Les organismes d’aide fournissent depuis longtemps des médicaments et des fournitures essentielles aux établissements de santé locaux qui sont attaqués. Mais ils ont rarement été en mesure d’offrir un soutien complet en matière de sécurité. Assurer la sécurité des soins de santé dans les zones de conflit nécessite un effort à l’échelle du système, avec des mesures concrètes pour réduire, atténuer et prévenir les risques.
Que contient le manuel ?
Insecurity Insight a élaboré le Manuel de gestion des risques de securité pour les service de santé dans les zones instables et touchées par des conflits pour aider les responsables des établissements de santé des pays à revenu faible et intermédiaire à gérer les risques de sécurité. Cet ouvrage s’appuie sur les meilleures pratiques des prestataires de soins de santé internationaux opérant dans les zones de conflit.
Le manuel est disponible en arabe, en langue anglaise et en espagnole. Il fournit des conseils pratiques aux individus ou aux organisations sur la manière de réagir aux incidents violents. Il explique également comment gérer les conséquences de tels événements. Enfin, il souligne la nécessité de trouver un équilibre entre les mesures de protection et la garantie d’un accès continu aux soins de santé.
Les ONG internationales qui souhaitent soutenir la gestion des risques de sécurité dans le cadre de la localisation peuvent utiliser le manuel comme un outil de dialogue et de travail conjoint avec les partenaires locaux.

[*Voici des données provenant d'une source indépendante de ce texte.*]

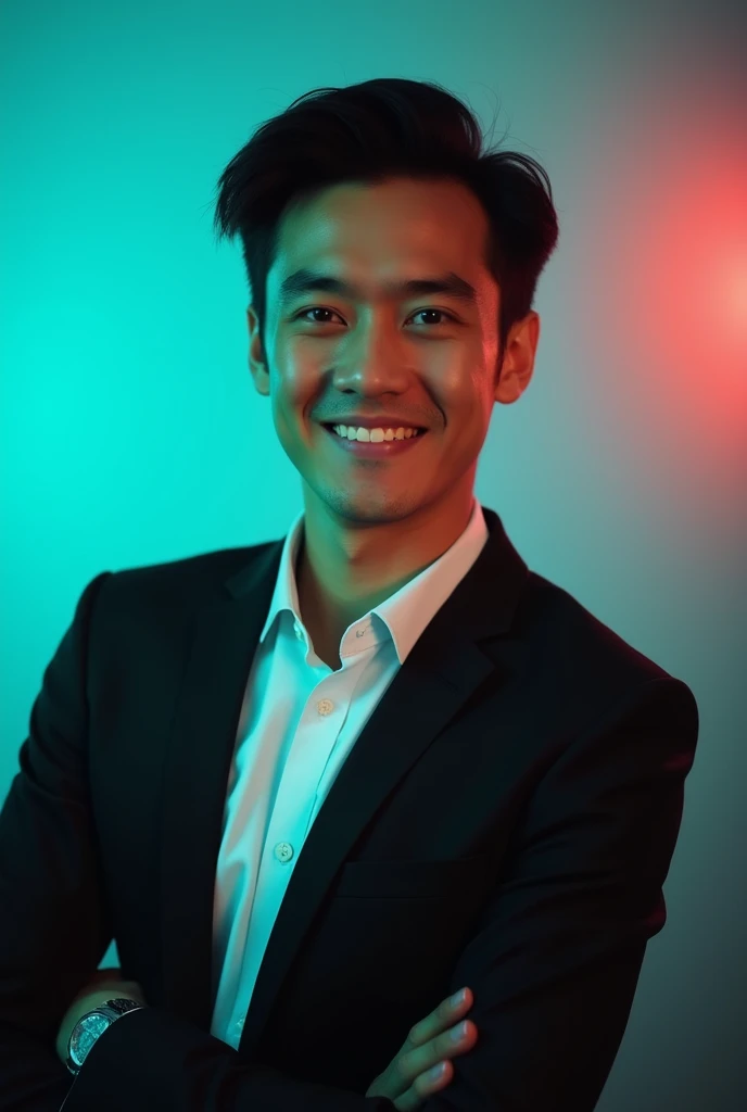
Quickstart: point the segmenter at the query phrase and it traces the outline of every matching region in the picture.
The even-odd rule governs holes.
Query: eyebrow
[[[322,290],[327,294],[338,294],[351,300],[362,300],[361,291],[353,282],[343,281],[335,275],[326,274],[322,270],[310,270],[301,267],[280,282],[278,300],[280,305],[292,300],[299,294],[310,294]],[[459,275],[452,270],[442,275],[434,275],[431,278],[410,278],[407,281],[389,281],[384,284],[384,291],[388,297],[429,297],[431,294],[446,294],[459,301],[470,305],[477,301],[477,290]]]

Ce dialogue permet d’identifier les domaines prioritaires dans lesquels les ONG internationales peuvent développer un soutien adapté aux besoins spécifiques des partenaires locaux.
L’avenir de la gestion des risques de sécurité pour le secteur de la santé
Nous reconnaissons que les défis auxquels sont confrontés les travailleurs de la santé aujourd’hui sont énormes. Les conflits prolongés sont devenus la norme et nous assistons à un nombre record de décès de travailleurs humanitaires.

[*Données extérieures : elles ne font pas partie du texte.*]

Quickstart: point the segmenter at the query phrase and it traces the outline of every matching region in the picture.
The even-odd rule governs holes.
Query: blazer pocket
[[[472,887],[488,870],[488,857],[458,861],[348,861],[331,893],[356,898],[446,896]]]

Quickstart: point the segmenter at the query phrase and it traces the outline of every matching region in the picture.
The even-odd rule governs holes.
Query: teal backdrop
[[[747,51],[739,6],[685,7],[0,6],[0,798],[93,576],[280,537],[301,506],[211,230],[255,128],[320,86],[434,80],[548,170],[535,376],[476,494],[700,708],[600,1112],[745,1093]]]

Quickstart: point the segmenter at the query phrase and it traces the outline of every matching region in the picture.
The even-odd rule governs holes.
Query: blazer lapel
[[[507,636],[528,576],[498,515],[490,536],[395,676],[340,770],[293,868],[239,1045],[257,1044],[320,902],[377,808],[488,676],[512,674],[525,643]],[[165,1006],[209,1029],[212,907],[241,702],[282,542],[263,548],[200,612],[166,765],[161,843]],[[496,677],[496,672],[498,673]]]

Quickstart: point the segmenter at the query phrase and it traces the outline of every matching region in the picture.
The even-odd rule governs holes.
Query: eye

Le nouveau manuel d’Insecurity Insight ne peut pas résoudre entièrement ces défis. Mais c’est un pas dans la bonne direction. Avec ce nouveau guide, nous espérons que les organisations internationales pourront travailler pour fournir aux partenaires locaux le soutien en matière de sécurité dont ils ont vraiment besoin. Cela signifie un soutien pour les communications, le suivi de la situation, la planification d’urgence et bien plus encore – tout ce que vous pouvez trouver dans le manuel.
Plus important encore, nous espérons que ces conseils permettront aux organisations locales de gagner en autonomie. En suivant les recommandations du manuel, les organisations locales peuvent mettre en place des systèmes de gestion des risques de sécurité plus solides, afin de protéger les agents de santé les plus exposés.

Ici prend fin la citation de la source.